7/20/2018 – I had an interesting meeting with a well-connected civil engineer on site here at Money Island yesterday afternoon. Hours earlier, I had a long telephone conversation with the Money Island project manager for The Nature Conservancy (TNC). Both conversations added valuable insights.
The TNC official echoed an opinion that I hear often from environmentalists: although they personally support Money Island’s sustainability plan, they believe that certain people in mid-level state management at NJDEP do not. Some state employees would prefer that people abandon Money Island to nature. This is commonly referred to in environmental discussions as a “retreat strategy”. The retreat strategy is certainly worth full consideration. Eventually, with three feet of sea level rise, our town and millions of acres of shoreline will be gone. My response is always the same two points:
- Higher water levels are actually good for the future of aquaculture!.It may not be good for roads, buildings or traditional infrastructure but we can certainly work around that with currently available construction modifications. Our core mission of providing public, industry and government access to local waterways will not be impaired by future water level rise. (I usually continue the conversation to discuss how Rutgers’ most recent forecasts of tidal impact and flooding trends for the next 30 to 50 years are built into our sustainability plan but don’t need to go into that detail here).
- Life is too short to fight the government. If we suspected that the retreat path was the opinion of state leadership, including NJDEP leadership, then we would change course. Life is too short to be in a battle against the prevailing force of government. But this is not the case. Every high-ranking official in NJDEP and state government that I’ve spoken with – probably more than two dozen by now – have all told me that they support the project and urge m to ‘stay the course’. Some warned me that the path to enlightened sustainability management will be difficult and that I will need to be persistent and ‘keep fighting’. Many of these government leaders have even given me pep talks to keep me going through this current struggle, pointing out how important this mission is to future generations. That’s what motivates me. That’s why I stick with the project.
An civil engineer generally familiar with our issues wrote online “The biggest challenge in fighting climate change is getting our institutions to let go of well-intentioned but obsolete policies”. The other engineer on site had more pragmatic comments:
- He agrees with the previously expressed project engineer’s opinion that NJDEP should not be taking the current prosecutorial actions against marina infrastructure (our infrastructure) that predate the beginning of permitting requirement laws in the 1970s. Granted, there are a lot of factual details that muddy the situation (historic photography, old land surveys, post-Sandy reconstruction law, etc.) but the core fact remains that our original marina and docks were built in the 1930s before land use permitting were required and therefore should be grandfathered to some extent.

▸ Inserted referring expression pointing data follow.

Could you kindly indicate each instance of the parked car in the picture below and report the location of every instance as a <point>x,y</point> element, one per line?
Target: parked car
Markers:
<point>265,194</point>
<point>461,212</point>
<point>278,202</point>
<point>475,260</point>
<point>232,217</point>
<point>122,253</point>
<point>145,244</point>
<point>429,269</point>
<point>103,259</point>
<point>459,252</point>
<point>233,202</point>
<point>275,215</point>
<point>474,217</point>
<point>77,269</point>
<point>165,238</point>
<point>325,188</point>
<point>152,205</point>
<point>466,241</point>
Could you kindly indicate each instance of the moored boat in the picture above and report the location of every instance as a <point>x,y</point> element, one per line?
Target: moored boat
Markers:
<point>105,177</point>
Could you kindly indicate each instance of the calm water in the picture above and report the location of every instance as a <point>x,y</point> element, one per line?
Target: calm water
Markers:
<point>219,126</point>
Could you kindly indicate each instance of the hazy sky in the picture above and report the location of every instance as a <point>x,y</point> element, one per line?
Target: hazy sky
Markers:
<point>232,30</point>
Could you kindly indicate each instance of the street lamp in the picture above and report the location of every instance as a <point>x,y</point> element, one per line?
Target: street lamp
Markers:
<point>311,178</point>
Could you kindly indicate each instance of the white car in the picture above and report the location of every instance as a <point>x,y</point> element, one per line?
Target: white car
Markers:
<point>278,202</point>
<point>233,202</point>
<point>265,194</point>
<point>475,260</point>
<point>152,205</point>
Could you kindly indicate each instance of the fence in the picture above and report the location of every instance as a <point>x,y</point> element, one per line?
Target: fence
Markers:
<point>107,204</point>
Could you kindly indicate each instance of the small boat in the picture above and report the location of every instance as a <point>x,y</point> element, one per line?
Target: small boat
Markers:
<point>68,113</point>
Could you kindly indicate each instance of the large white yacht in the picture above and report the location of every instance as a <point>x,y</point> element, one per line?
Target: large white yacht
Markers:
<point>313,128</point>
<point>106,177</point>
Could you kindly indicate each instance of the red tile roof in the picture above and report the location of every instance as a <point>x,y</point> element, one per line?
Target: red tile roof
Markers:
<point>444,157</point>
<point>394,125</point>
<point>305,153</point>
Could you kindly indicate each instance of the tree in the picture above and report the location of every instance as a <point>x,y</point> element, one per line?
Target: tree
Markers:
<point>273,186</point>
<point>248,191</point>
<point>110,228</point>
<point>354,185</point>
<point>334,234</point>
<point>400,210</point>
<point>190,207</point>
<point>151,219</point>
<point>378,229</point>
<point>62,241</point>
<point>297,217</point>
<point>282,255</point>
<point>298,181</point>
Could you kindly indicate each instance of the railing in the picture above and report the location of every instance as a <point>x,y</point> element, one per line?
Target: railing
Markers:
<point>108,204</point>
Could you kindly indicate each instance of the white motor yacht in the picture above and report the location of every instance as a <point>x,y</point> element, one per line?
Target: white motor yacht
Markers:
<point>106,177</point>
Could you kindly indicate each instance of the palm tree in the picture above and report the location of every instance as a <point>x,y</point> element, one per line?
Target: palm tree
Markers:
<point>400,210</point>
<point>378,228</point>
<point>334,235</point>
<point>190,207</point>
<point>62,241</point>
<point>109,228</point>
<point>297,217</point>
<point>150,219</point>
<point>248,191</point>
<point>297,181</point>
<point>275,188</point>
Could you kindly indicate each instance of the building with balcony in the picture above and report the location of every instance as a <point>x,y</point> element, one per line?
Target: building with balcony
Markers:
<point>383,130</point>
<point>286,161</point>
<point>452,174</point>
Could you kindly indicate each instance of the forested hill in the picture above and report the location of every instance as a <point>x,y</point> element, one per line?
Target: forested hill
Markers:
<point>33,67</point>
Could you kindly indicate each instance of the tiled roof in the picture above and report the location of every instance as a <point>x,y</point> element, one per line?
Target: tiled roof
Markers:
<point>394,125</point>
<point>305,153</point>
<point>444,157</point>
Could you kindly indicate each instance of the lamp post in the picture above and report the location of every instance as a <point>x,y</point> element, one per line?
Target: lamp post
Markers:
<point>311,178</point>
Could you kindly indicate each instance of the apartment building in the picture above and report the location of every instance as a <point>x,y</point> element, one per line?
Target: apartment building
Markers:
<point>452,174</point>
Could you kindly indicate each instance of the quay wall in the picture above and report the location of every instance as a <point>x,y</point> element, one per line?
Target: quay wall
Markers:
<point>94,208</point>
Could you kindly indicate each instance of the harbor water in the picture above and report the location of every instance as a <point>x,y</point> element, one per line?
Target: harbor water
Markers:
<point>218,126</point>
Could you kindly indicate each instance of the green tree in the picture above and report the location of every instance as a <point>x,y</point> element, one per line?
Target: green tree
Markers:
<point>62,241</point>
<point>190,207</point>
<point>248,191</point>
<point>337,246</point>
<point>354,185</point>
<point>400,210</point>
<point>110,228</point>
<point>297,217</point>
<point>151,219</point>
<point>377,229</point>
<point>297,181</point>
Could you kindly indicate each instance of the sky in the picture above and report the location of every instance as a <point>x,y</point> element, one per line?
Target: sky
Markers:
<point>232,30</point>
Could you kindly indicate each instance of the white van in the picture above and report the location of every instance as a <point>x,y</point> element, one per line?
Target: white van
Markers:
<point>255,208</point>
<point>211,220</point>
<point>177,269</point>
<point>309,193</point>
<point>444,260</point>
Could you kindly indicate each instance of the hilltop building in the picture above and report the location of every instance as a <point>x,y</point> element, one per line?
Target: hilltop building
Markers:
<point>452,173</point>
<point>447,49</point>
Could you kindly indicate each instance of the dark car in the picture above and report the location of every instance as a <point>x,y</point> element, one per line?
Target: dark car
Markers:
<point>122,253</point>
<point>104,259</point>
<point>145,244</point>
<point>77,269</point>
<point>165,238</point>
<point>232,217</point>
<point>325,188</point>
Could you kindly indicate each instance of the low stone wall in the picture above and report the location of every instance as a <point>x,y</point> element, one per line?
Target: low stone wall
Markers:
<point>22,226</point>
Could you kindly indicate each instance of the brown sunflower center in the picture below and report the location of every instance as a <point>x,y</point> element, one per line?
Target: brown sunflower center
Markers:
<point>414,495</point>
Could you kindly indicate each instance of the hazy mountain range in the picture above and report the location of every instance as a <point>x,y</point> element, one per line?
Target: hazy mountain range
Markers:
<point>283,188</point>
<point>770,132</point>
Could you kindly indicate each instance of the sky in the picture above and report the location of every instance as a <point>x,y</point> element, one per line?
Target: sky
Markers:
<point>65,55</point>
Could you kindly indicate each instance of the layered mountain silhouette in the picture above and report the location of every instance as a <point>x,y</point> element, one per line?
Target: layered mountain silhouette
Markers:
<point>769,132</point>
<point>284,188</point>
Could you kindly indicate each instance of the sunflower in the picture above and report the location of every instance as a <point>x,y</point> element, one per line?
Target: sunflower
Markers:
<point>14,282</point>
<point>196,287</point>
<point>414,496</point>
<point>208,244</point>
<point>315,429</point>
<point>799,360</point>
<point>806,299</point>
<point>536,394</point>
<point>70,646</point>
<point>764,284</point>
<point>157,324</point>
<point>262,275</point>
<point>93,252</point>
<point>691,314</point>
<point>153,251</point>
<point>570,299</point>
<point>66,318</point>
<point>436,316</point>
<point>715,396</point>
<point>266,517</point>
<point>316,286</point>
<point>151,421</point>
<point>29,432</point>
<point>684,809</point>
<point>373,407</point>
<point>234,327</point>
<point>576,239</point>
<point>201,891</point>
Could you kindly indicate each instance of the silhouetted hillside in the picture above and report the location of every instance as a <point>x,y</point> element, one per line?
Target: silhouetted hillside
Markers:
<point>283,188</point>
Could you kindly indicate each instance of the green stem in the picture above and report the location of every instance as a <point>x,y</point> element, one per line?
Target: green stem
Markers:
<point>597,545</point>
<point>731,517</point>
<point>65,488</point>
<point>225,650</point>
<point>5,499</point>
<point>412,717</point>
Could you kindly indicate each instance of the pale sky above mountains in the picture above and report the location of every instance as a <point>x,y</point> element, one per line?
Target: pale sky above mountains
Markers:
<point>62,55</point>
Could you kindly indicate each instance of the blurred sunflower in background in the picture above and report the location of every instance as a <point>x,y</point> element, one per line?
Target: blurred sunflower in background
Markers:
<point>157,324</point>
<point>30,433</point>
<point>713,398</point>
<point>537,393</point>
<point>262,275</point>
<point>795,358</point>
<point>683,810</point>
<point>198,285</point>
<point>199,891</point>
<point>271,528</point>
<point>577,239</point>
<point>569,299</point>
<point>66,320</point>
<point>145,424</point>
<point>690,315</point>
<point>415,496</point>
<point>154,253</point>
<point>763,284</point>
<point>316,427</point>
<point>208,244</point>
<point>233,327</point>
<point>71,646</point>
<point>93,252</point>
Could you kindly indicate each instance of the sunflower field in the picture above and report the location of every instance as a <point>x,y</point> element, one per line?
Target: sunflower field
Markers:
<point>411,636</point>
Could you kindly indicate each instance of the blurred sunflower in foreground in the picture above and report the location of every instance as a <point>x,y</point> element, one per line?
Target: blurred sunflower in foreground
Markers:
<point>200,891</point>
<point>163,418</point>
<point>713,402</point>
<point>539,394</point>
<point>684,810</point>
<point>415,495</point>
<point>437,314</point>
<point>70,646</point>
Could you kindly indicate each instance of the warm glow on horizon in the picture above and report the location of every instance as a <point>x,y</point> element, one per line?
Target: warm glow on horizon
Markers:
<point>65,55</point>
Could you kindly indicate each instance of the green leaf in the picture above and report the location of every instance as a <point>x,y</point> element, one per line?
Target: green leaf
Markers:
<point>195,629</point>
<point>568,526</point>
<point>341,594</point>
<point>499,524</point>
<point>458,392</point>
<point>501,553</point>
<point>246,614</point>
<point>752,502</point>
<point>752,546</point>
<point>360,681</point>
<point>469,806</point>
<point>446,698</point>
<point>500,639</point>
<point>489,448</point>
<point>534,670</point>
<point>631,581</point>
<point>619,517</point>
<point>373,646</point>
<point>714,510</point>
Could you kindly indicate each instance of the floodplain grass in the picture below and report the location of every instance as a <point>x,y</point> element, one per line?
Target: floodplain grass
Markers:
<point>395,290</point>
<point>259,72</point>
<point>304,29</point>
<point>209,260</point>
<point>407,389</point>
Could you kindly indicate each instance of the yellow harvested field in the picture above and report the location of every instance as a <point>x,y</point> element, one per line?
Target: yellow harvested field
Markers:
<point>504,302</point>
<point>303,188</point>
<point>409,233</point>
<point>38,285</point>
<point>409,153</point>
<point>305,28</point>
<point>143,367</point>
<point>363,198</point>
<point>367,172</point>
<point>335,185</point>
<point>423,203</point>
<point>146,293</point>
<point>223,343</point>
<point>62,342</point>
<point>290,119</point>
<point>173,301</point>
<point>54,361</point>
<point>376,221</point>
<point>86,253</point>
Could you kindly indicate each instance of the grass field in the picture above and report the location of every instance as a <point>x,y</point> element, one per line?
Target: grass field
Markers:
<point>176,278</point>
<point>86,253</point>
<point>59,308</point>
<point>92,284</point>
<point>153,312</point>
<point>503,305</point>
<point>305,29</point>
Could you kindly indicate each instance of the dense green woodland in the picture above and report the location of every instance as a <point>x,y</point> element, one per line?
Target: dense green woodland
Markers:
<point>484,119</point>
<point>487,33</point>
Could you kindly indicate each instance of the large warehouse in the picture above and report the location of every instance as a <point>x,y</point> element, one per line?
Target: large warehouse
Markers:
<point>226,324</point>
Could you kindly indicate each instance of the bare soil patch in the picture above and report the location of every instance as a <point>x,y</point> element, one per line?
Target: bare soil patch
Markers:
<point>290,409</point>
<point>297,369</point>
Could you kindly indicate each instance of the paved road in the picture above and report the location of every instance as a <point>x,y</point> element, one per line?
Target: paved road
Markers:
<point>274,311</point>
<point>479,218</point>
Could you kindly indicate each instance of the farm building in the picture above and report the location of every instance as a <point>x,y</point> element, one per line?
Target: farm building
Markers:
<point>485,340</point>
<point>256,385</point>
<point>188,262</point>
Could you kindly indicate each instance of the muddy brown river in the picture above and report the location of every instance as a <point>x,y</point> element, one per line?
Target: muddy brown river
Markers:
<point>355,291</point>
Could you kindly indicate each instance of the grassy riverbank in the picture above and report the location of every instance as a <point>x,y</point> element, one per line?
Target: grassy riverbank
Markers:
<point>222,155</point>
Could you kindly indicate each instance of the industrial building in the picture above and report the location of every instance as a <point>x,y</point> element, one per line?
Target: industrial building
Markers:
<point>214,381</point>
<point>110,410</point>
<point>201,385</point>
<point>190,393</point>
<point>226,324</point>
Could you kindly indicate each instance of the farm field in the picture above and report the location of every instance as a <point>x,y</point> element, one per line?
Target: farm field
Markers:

- He asked several times “Why are they…?” and my response in each instance was that we don’t have the legal muscle to show where the state has made factual or legal errors in their prosecution of Money Island stakeholders. In contrast, the state has unlimited legal resources and seems intent on using these resources against us rather than negotiate through traditional problem-solving channels. I referred these factual and legal errors in the courtroom but the judge did not seem to give my objections serious consideration. Without a budget for legal defense, I don’t see any reasonable chance of addressing the state’s errors.
- He says that the fundamental underlying problem is that the state has not yet come to grips with the impact of water level rise on our wetlands and the infrastructure resources in these locations. While viable management approaches are proposed, we aren’t making adequate progress toward implementation. We discussed different aspects of thin layer dredge spray that is part of the Money Island sustainability plan. I suspect that not many people are familiar with this proposal so I would say only that it is public policy that makes a lot more sense from a public policy perspective than our current strategy of pumping sand on the Atlantic coast beaches! Workable sustainability solutions are available if we choose to pursue them.
- The usual first step in planning a project like this is called a pre-permit meeting with a wide range of stakeholders. He doesn’t understand why our requests for a meeting were declined. We discussed the thinking of certain department officials and how those have been addressed in other similar projects. His opinion, based on our exchange of bits of facts and third-party conversations, that our project does have the support of the most influential people who have been effective recently in getting the NJDEP to change their thinking about bayshore sustainability. We discussed the cost of this permitting and told me what I already knew: I would need to find a loan to cover the cost of land use permitting. we didn’t discuss that I’m already working on it or my frustration that the process is moving so slowly. Now that partial funding is available for compliance, we decided to try again.